Olivier Normand, sur les traces de Robert Lepage

Le comédien Olivier Normand sera la tête d’affiche de la pièce Courville, de Robert Lepage.
Valérian Mazataud Le Devoir Le comédien Olivier Normand sera la tête d’affiche de la pièce Courville, de Robert Lepage.

En passe de devenir un acteur « lepagien » en bonne et due forme, un peu comme Yves Jacques ou Marc Labrèche — qui ont tous deux repris des solos de Robert Lepage —, Olivier Normand prend le relais de Courville, créé à Québec en 2021.

Or, ce n’est pas la première incursion du comédien dans l’univers du réputé créateur. Il a saisi le témoin tendu par Labrèche, en 2016, au cours de la tournée internationale du spectacle Les aiguilles et l’opium, il était de la distribution de Jeux de cartes. Coeur et a même joué dans la pièce Vinci, quoique dans une mise en scène originale de Frédéric Dubois.

Cette production, montée au théâtre Périscope en 2015, lui a permis d’aborder l’oeuvre du directeur artistique d’Ex Machina avec une certaine liberté : « J’ai pu m’approcher d’un solo de Lepage, mais sans regarder la cassette, explique-t-il. J’ai pu visiter son écriture. »

Il a d’ailleurs constaté que celui-ci, à son avis, manie la plume « comme un improvisateur. Je voyais que certaines scènes étaient construites en trois morceaux : on sème un élément ici, un élément là et on ferme tout ça à la fin. »

Ce comédien, auteur et metteur en scène de Québec a néanmoins dû regarder la « cassette » lorsqu’il a repris Les aiguilles et l’opium, car il n’a eu que quelques jours pour sauter dans les souliers de son prédécesseur. « Le spectacle avait beaucoup joué déjà, alors j’entrais dans une machine qui roulait. En même temps, quand un interprète de talent est passé avant toi, il a déblayé un chemin qui est vraiment l’fun. »

Courville, en revanche, était moins pérennisé lorsqu’il s’est glissé dans le rôle de Simon, un sculpteur d’un certain âge qui raconte, à l’aide de marionnettes de type bunraku (une tradition ancestrale japonaise), son adolescence, ses insécurités et ses questionnements d’ordre sexuel.

Lepage a même apporté plusieurs changements à cette fresque théâtrale, l’a resserrée notamment, un processus de recherche et de polissage que Normand a grandement apprécié et qui lui a permis de s’approprier le spectacle, qu’il considère comme « l’un des plus difficiles techniquement » auxquels il a pris part.

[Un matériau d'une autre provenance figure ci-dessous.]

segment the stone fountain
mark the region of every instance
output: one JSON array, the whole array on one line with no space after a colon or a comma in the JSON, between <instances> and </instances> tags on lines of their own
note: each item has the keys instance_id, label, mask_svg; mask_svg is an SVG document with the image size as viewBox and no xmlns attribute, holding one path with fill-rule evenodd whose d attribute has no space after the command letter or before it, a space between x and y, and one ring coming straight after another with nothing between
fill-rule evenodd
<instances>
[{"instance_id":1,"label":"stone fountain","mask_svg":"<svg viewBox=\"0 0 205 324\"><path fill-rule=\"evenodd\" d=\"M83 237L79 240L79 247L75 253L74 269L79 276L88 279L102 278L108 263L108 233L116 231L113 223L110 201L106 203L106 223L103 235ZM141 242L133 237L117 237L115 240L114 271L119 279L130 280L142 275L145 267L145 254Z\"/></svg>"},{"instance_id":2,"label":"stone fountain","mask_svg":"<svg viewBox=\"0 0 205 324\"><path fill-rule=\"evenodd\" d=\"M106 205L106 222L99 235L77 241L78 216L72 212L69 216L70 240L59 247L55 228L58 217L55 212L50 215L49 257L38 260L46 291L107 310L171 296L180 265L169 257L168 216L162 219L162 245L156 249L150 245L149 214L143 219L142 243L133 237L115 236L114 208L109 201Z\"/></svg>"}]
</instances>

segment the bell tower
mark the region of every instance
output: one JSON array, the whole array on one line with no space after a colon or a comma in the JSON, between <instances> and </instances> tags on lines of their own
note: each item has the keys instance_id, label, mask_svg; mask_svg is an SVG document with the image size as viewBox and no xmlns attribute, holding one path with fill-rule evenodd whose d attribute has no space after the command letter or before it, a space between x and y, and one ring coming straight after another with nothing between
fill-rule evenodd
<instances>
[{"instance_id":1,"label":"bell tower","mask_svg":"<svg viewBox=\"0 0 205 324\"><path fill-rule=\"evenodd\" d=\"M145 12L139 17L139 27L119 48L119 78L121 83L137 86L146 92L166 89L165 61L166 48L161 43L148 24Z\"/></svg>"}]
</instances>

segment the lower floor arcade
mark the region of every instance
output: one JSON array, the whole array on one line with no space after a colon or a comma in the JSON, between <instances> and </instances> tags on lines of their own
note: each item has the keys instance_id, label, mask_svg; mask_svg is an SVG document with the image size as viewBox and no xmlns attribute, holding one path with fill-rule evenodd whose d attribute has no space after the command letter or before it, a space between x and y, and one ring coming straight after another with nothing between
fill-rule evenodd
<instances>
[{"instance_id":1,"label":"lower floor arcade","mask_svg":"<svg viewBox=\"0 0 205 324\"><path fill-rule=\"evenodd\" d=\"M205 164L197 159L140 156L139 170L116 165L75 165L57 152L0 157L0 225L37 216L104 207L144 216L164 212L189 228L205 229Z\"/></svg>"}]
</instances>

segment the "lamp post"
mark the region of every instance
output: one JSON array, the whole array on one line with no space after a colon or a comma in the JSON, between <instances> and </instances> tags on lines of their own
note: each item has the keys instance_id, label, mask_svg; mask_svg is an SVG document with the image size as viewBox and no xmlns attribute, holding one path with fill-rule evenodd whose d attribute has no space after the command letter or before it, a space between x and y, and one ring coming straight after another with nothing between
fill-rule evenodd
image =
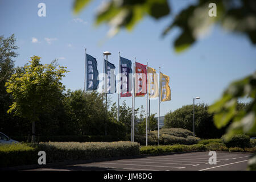
<instances>
[{"instance_id":1,"label":"lamp post","mask_svg":"<svg viewBox=\"0 0 256 182\"><path fill-rule=\"evenodd\" d=\"M108 102L107 102L107 99L108 99L108 93L107 93L107 72L108 72L108 57L109 55L111 55L111 53L109 51L105 51L103 53L104 55L106 56L106 63L105 62L104 59L103 59L103 63L104 64L104 90L105 90L105 94L106 96L106 117L105 117L105 135L107 135L106 133L106 121L108 118ZM104 56L103 56L104 57Z\"/></svg>"},{"instance_id":2,"label":"lamp post","mask_svg":"<svg viewBox=\"0 0 256 182\"><path fill-rule=\"evenodd\" d=\"M200 97L196 97L196 98L193 98L193 131L194 136L195 136L195 100L200 98Z\"/></svg>"}]
</instances>

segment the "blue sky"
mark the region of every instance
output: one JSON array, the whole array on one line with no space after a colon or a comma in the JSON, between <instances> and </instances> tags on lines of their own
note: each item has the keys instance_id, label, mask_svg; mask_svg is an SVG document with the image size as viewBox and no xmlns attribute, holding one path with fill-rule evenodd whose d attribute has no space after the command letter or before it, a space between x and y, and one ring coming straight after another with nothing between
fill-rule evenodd
<instances>
[{"instance_id":1,"label":"blue sky","mask_svg":"<svg viewBox=\"0 0 256 182\"><path fill-rule=\"evenodd\" d=\"M170 1L173 15L193 2ZM38 16L40 2L46 5L46 17ZM118 68L120 51L121 56L133 61L136 57L138 62L148 62L150 67L158 71L161 67L161 72L170 76L172 100L161 104L160 115L192 104L196 96L201 97L197 103L210 105L231 81L256 70L256 47L244 35L229 34L216 26L208 36L177 54L172 43L179 30L175 29L164 38L160 37L173 15L160 21L144 18L133 31L122 30L106 40L109 27L94 26L94 15L102 1L94 1L77 16L72 13L73 2L0 0L0 35L14 34L19 47L15 66L23 66L33 55L42 57L44 64L59 59L59 64L70 71L63 83L67 89L74 90L84 88L85 48L88 53L97 59L100 72L102 70L102 53L112 52L109 61ZM117 101L117 94L112 94L111 98ZM125 100L131 106L131 98ZM151 113L158 113L158 101L151 104ZM146 98L137 98L136 107L142 105L146 107Z\"/></svg>"}]
</instances>

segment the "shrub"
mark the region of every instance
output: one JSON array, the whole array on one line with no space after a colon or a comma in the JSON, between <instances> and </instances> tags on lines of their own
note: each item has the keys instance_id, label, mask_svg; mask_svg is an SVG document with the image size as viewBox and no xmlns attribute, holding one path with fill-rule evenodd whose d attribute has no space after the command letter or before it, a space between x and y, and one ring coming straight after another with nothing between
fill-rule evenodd
<instances>
[{"instance_id":1,"label":"shrub","mask_svg":"<svg viewBox=\"0 0 256 182\"><path fill-rule=\"evenodd\" d=\"M12 136L12 139L19 142L27 142L31 137L26 136ZM113 136L113 135L61 135L61 136L36 136L36 141L38 142L115 142L119 140L126 140L128 138L126 136Z\"/></svg>"},{"instance_id":2,"label":"shrub","mask_svg":"<svg viewBox=\"0 0 256 182\"><path fill-rule=\"evenodd\" d=\"M208 139L201 140L198 142L199 144L207 144L210 143L222 143L222 140L219 138Z\"/></svg>"},{"instance_id":3,"label":"shrub","mask_svg":"<svg viewBox=\"0 0 256 182\"><path fill-rule=\"evenodd\" d=\"M0 167L31 164L37 155L35 148L26 144L0 144Z\"/></svg>"},{"instance_id":4,"label":"shrub","mask_svg":"<svg viewBox=\"0 0 256 182\"><path fill-rule=\"evenodd\" d=\"M205 145L207 150L214 151L228 151L228 148L223 143L212 142Z\"/></svg>"},{"instance_id":5,"label":"shrub","mask_svg":"<svg viewBox=\"0 0 256 182\"><path fill-rule=\"evenodd\" d=\"M256 147L251 148L245 148L245 151L246 152L256 152Z\"/></svg>"},{"instance_id":6,"label":"shrub","mask_svg":"<svg viewBox=\"0 0 256 182\"><path fill-rule=\"evenodd\" d=\"M38 152L41 150L46 153L47 163L67 160L87 160L139 155L139 144L130 142L48 142L20 145L18 147L7 145L2 147L0 150L0 167L37 164ZM14 158L16 161L14 161Z\"/></svg>"},{"instance_id":7,"label":"shrub","mask_svg":"<svg viewBox=\"0 0 256 182\"><path fill-rule=\"evenodd\" d=\"M159 131L163 134L179 137L187 138L188 136L193 136L193 132L180 128L162 129Z\"/></svg>"},{"instance_id":8,"label":"shrub","mask_svg":"<svg viewBox=\"0 0 256 182\"><path fill-rule=\"evenodd\" d=\"M158 136L157 131L150 131L148 135L148 144L157 145L158 144ZM135 136L135 140L139 143L141 145L146 144L146 136ZM188 136L184 138L181 136L169 135L163 134L163 133L159 133L159 143L160 144L162 145L172 145L175 144L193 144L197 143L199 140L199 138L194 137L190 135L188 135Z\"/></svg>"},{"instance_id":9,"label":"shrub","mask_svg":"<svg viewBox=\"0 0 256 182\"><path fill-rule=\"evenodd\" d=\"M244 152L243 149L240 147L230 147L229 148L229 150L230 152Z\"/></svg>"},{"instance_id":10,"label":"shrub","mask_svg":"<svg viewBox=\"0 0 256 182\"><path fill-rule=\"evenodd\" d=\"M255 139L251 139L250 140L250 143L251 143L251 147L256 147L256 140L255 140Z\"/></svg>"},{"instance_id":11,"label":"shrub","mask_svg":"<svg viewBox=\"0 0 256 182\"><path fill-rule=\"evenodd\" d=\"M205 151L207 150L206 146L202 144L195 144L188 146L188 151Z\"/></svg>"},{"instance_id":12,"label":"shrub","mask_svg":"<svg viewBox=\"0 0 256 182\"><path fill-rule=\"evenodd\" d=\"M141 148L141 154L161 154L185 151L204 151L206 147L203 144L191 146L176 144L172 146L148 146Z\"/></svg>"},{"instance_id":13,"label":"shrub","mask_svg":"<svg viewBox=\"0 0 256 182\"><path fill-rule=\"evenodd\" d=\"M250 136L243 134L234 135L228 139L226 139L224 135L222 136L222 140L228 147L245 148L251 147Z\"/></svg>"}]
</instances>

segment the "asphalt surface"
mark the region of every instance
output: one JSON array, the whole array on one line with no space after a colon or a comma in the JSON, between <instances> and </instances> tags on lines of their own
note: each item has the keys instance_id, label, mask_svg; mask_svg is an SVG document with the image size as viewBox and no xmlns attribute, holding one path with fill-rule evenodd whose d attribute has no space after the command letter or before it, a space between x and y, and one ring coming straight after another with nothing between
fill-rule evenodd
<instances>
[{"instance_id":1,"label":"asphalt surface","mask_svg":"<svg viewBox=\"0 0 256 182\"><path fill-rule=\"evenodd\" d=\"M217 164L210 164L208 152L144 156L30 170L129 170L129 171L243 171L250 154L217 152Z\"/></svg>"}]
</instances>

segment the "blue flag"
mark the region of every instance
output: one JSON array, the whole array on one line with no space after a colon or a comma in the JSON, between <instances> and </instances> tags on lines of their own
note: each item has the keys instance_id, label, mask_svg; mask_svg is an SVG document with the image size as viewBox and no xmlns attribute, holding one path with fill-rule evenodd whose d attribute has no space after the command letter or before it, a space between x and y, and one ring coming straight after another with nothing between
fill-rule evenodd
<instances>
[{"instance_id":1,"label":"blue flag","mask_svg":"<svg viewBox=\"0 0 256 182\"><path fill-rule=\"evenodd\" d=\"M98 71L96 59L86 53L86 90L94 90L98 89Z\"/></svg>"},{"instance_id":2,"label":"blue flag","mask_svg":"<svg viewBox=\"0 0 256 182\"><path fill-rule=\"evenodd\" d=\"M131 61L122 57L120 56L120 71L121 74L122 75L121 76L120 81L120 96L121 97L131 97L132 84L133 84L133 77L132 75L129 73L133 73L133 69L131 69Z\"/></svg>"},{"instance_id":3,"label":"blue flag","mask_svg":"<svg viewBox=\"0 0 256 182\"><path fill-rule=\"evenodd\" d=\"M106 60L104 60L104 64L106 65ZM115 67L114 64L108 61L107 69L105 68L105 73L107 74L107 93L114 93L116 92L115 89ZM105 83L105 82L104 82Z\"/></svg>"}]
</instances>

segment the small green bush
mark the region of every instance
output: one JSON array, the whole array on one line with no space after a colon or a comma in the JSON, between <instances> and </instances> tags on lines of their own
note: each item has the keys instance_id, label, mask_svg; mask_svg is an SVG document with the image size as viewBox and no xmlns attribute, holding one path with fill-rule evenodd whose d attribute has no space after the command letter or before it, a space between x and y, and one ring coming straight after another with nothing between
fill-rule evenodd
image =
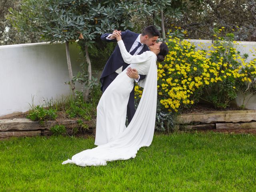
<instances>
[{"instance_id":1,"label":"small green bush","mask_svg":"<svg viewBox=\"0 0 256 192\"><path fill-rule=\"evenodd\" d=\"M63 135L66 132L66 129L63 125L56 125L51 127L51 132L54 135Z\"/></svg>"},{"instance_id":2,"label":"small green bush","mask_svg":"<svg viewBox=\"0 0 256 192\"><path fill-rule=\"evenodd\" d=\"M44 125L45 120L54 120L57 118L57 110L52 108L46 109L42 106L37 106L30 110L27 118L33 121L38 121L42 126Z\"/></svg>"}]
</instances>

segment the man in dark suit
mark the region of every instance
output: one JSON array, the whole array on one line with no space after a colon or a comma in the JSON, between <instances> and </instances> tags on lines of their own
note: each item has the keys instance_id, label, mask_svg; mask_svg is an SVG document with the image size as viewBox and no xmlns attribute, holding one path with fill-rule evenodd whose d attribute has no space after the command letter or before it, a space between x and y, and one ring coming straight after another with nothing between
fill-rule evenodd
<instances>
[{"instance_id":1,"label":"man in dark suit","mask_svg":"<svg viewBox=\"0 0 256 192\"><path fill-rule=\"evenodd\" d=\"M134 33L129 30L123 32L114 31L112 34L105 33L101 36L100 38L107 42L116 42L117 33L121 34L126 50L131 55L140 54L149 50L148 46L154 44L160 35L160 33L155 27L152 26L146 27L142 34ZM107 62L100 81L102 84L101 90L104 92L110 83L118 74L123 71L129 64L124 61L118 45L116 46L112 54ZM128 75L134 78L136 82L145 78L145 76L139 75L136 70L129 69ZM134 106L134 87L131 92L127 105L127 117L128 122L130 122L135 113Z\"/></svg>"}]
</instances>

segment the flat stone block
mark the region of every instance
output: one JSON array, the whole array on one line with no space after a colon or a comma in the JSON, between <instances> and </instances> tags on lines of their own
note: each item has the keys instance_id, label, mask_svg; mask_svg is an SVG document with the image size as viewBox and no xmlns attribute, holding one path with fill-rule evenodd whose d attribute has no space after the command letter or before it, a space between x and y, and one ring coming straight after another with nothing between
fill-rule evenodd
<instances>
[{"instance_id":1,"label":"flat stone block","mask_svg":"<svg viewBox=\"0 0 256 192\"><path fill-rule=\"evenodd\" d=\"M183 130L212 130L215 128L215 125L211 124L200 124L198 125L188 125L184 126L180 126Z\"/></svg>"},{"instance_id":2,"label":"flat stone block","mask_svg":"<svg viewBox=\"0 0 256 192\"><path fill-rule=\"evenodd\" d=\"M1 131L0 137L31 136L41 135L41 130L29 131Z\"/></svg>"},{"instance_id":3,"label":"flat stone block","mask_svg":"<svg viewBox=\"0 0 256 192\"><path fill-rule=\"evenodd\" d=\"M256 128L256 122L240 123L216 123L216 129L240 129Z\"/></svg>"},{"instance_id":4,"label":"flat stone block","mask_svg":"<svg viewBox=\"0 0 256 192\"><path fill-rule=\"evenodd\" d=\"M178 119L180 124L237 123L253 121L256 121L256 110L222 111L183 114Z\"/></svg>"}]
</instances>

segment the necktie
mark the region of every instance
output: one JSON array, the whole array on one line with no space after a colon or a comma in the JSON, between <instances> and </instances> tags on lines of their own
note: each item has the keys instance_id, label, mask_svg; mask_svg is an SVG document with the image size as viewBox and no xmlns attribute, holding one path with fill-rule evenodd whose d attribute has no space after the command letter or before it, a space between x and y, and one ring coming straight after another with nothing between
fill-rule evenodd
<instances>
[{"instance_id":1,"label":"necktie","mask_svg":"<svg viewBox=\"0 0 256 192\"><path fill-rule=\"evenodd\" d=\"M139 47L140 47L140 46L141 46L141 43L139 42L139 44L138 45L138 46L137 46L135 48L134 48L134 49L132 51L131 51L130 54L132 55L133 55L134 54L134 53L135 53L135 52L136 52L136 51L137 50L138 48Z\"/></svg>"}]
</instances>

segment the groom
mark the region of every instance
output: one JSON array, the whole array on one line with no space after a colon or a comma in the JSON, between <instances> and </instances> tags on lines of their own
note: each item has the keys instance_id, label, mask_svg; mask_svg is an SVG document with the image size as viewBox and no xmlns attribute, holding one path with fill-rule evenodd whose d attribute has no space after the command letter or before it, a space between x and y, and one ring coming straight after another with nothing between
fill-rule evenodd
<instances>
[{"instance_id":1,"label":"groom","mask_svg":"<svg viewBox=\"0 0 256 192\"><path fill-rule=\"evenodd\" d=\"M123 32L114 31L112 34L105 33L102 35L100 38L102 40L107 42L116 42L116 38L117 36L117 33L122 35L122 40L127 51L133 55L140 55L143 52L149 50L148 46L154 45L160 36L160 32L155 27L150 26L144 29L141 34L136 33L129 30ZM118 74L129 66L128 64L124 61L119 47L117 45L107 62L100 77L100 81L102 84L101 89L103 92L105 91ZM136 82L145 78L146 77L145 75L139 75L135 69L128 69L127 74L131 78L134 78ZM134 87L130 94L127 105L127 113L129 123L132 119L135 111Z\"/></svg>"}]
</instances>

En effet, s’il est le seul à prendre la parole sur scène, au nom du narrateur qu’il incarne, mais aussi en donnant voix à toutes les marionnettes qui évoluent autour de lui, celles-ci sont manipulées par trois marionnettistes, dont les mouvements sont chorégraphiés au quart de tour.

Et c’est sans compter le décor « vraiment très pentu » qui se transforme, laissant surgir le sous-sol d’une maison de banlieue — Courville, en l’occurrence — où le jeune héros a trouvé refuge après le décès de son père et l’intrusion de son oncle, rustre et mesquin, dans la cellule familiale.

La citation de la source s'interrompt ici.